Fondssparen zum Aufbau einer Privatrente

Fondssparen bringt mehr Rendite

Wer sich zum Aufbau einer Privatrente für einen Einzahlplan im Fonds seiner Wahl entscheidet, spart so einfach wie bei einem Bankensparplan mit monatlichen Einzahlungen, nur besser. Das Geld bringt mehr Rendite und kann später im Ge­ gensatz zum Bankenplan zu jedem x-beliebigen Zeitpunkt ausgezahlt werden. Besonders interessant sind Sparpläne für Arbeitnehmer mit vermögenswirksamen Leistungen, weil der Gewinn hier durch garantierte Zulagen vom Staat noch höher ausfällt.

Laufzeiten

Es gibt keine feste Laufzeit und keinerlei Kündigungsfrist. Man kann zu jeder Zeit und ohne Verluste aussteigen, aber auch die Einzahlungen nach Bedarf erhöhen oder niedriger setzen. Sinnvoll ist ein Fondssparplan in aller Regel erst ab zehn Jahren Dauer. Grund: Je länger der Plan läuft, desto besser können die Kosten wettgemacht und Kursausschläge nach unten ausgeglichen werden.

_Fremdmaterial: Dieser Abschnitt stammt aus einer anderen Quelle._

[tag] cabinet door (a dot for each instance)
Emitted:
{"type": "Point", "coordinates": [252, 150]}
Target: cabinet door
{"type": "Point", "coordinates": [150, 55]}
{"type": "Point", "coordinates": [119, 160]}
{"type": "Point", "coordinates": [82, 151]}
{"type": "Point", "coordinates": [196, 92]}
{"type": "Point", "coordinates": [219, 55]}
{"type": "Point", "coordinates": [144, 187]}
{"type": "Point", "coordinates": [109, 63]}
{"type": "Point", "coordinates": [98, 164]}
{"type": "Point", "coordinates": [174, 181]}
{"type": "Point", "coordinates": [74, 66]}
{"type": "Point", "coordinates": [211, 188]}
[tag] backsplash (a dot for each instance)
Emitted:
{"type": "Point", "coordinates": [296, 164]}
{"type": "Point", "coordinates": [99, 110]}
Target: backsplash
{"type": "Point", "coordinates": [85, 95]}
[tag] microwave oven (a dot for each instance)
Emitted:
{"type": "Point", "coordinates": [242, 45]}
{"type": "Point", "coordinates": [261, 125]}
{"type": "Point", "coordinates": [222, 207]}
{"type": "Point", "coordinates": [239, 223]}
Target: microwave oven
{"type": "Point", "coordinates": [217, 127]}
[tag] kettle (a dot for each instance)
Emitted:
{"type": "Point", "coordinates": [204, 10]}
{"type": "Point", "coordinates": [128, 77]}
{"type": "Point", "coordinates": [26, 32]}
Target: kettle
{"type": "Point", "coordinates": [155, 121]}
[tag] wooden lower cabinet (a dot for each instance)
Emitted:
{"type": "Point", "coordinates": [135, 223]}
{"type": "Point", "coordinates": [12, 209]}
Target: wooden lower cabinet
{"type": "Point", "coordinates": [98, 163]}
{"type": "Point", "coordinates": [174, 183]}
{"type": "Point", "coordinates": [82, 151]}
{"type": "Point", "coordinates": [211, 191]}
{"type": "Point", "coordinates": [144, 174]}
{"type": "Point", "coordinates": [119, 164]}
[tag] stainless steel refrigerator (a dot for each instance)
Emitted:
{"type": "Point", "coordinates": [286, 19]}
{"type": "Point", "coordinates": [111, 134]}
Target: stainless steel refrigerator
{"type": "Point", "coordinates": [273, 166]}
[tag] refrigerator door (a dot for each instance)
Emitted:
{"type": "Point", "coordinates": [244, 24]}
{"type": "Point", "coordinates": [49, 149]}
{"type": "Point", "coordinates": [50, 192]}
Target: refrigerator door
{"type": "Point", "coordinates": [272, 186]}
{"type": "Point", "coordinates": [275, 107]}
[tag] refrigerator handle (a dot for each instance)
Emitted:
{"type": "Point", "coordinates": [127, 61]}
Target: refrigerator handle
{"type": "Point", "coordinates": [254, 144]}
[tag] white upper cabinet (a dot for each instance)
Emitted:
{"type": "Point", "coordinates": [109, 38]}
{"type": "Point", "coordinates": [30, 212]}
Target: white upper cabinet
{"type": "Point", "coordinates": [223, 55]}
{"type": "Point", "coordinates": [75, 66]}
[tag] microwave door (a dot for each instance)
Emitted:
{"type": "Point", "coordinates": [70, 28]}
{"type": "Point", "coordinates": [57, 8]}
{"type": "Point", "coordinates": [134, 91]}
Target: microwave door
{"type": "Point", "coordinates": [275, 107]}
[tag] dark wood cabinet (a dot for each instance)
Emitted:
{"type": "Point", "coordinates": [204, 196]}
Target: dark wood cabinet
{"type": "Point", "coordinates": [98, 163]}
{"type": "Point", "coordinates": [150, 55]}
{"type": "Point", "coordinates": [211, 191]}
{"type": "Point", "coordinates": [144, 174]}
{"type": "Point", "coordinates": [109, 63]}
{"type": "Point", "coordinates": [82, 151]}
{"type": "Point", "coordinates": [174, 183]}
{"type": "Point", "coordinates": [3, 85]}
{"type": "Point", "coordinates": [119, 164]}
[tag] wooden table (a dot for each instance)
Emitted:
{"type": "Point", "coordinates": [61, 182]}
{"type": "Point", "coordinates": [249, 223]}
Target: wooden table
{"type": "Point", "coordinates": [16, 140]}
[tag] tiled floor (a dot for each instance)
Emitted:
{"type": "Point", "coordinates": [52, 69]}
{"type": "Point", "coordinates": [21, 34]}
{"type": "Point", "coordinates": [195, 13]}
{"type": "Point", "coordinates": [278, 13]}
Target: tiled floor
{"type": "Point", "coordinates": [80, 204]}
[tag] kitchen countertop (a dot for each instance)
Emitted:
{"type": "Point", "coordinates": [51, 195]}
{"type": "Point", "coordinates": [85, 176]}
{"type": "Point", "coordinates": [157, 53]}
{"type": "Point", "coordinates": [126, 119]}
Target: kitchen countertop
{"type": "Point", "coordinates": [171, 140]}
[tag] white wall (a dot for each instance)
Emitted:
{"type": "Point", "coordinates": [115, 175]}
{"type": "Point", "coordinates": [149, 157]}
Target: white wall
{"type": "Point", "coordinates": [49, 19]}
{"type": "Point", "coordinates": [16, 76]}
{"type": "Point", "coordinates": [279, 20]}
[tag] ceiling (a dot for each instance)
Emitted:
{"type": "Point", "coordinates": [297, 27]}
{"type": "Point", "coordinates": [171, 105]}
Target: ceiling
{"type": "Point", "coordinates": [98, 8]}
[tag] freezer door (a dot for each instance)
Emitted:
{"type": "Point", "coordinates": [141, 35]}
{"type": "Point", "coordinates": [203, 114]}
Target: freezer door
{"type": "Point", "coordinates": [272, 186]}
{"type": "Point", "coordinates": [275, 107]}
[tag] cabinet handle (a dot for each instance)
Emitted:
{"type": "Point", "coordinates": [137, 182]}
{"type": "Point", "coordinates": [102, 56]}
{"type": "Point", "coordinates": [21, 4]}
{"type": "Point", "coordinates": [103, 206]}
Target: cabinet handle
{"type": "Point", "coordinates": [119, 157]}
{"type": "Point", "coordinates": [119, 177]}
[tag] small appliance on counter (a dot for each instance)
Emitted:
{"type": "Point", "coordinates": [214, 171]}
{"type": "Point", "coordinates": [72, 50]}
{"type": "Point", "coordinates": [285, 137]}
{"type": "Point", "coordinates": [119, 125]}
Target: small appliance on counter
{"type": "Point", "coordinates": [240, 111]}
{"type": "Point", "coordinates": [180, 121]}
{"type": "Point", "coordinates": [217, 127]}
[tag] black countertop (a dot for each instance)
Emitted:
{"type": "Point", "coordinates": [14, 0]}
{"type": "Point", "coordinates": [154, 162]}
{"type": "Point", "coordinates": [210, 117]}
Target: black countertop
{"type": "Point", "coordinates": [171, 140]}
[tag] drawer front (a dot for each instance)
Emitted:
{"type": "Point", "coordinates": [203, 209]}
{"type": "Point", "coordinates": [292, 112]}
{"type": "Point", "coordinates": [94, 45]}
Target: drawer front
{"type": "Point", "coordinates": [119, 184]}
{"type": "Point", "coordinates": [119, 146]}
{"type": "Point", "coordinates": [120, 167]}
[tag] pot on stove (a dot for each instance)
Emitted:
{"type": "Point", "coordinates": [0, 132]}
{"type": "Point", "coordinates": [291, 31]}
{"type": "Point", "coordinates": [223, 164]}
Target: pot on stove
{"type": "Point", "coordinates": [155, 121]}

Die meisten Sparer kennen nur Sparpläne ihrer Bank: Sie zahlen viele Jahre jeden Monat eine feste Summe ein und dürfen sich mit rund 3 Prozent Zinsen begnügen, zu denen am Ende noch ein Bonus auf die Einzahlungen hinzukommt, wenn man so lange durchhält. Weniger bekannt, aber meist deutlich günstiger ist ein Sparplan mit Investmentfonds: Langfristig sind bei Rentenfonds und offenen Immobilienfonds rund 5 Prozent, bei Aktienfonds 8 Prozent drin. Allerdings sind bei Anlagezeiten unter fünf Jahren kurz- bis mittelfristig auch stagnierende Ergebnisse möglich, bei schlechten Fonds auch leichte Verluste.

Fondssparplan

Ab 50 bis 100 Euro monatlich kann man einen Investmentfondssparplan eröffnen. Manche Gesellschaften verlangen 250 Euro Mindestrate, wobei die bei Bedarf nur einmal im halben Jahr gezahlt werden muss. Denn bei Fondssparen sind Sie flexibel: Sie können monatlich, zweimonatlich, vierteljährlich oder halbjährlich sparen.

Wer 50 Euro im Monat spart, muss sich bei jeder Einzahlung zwischen 0,50 Euro (geldmarktnahe Fonds), 1,50 Euro (Rentenfonds) und 2,50 Euro (offene Immobilienfonds, Aktienfonds) Kosten gefallen lassen (Ausgabeaufschlag genannt). Man braucht also einige Zeit, um trotz dieses Anfangsverlustes auf den grünen Zweig zu kommen - als Kurzfristanlage taugen Fonds daher nicht.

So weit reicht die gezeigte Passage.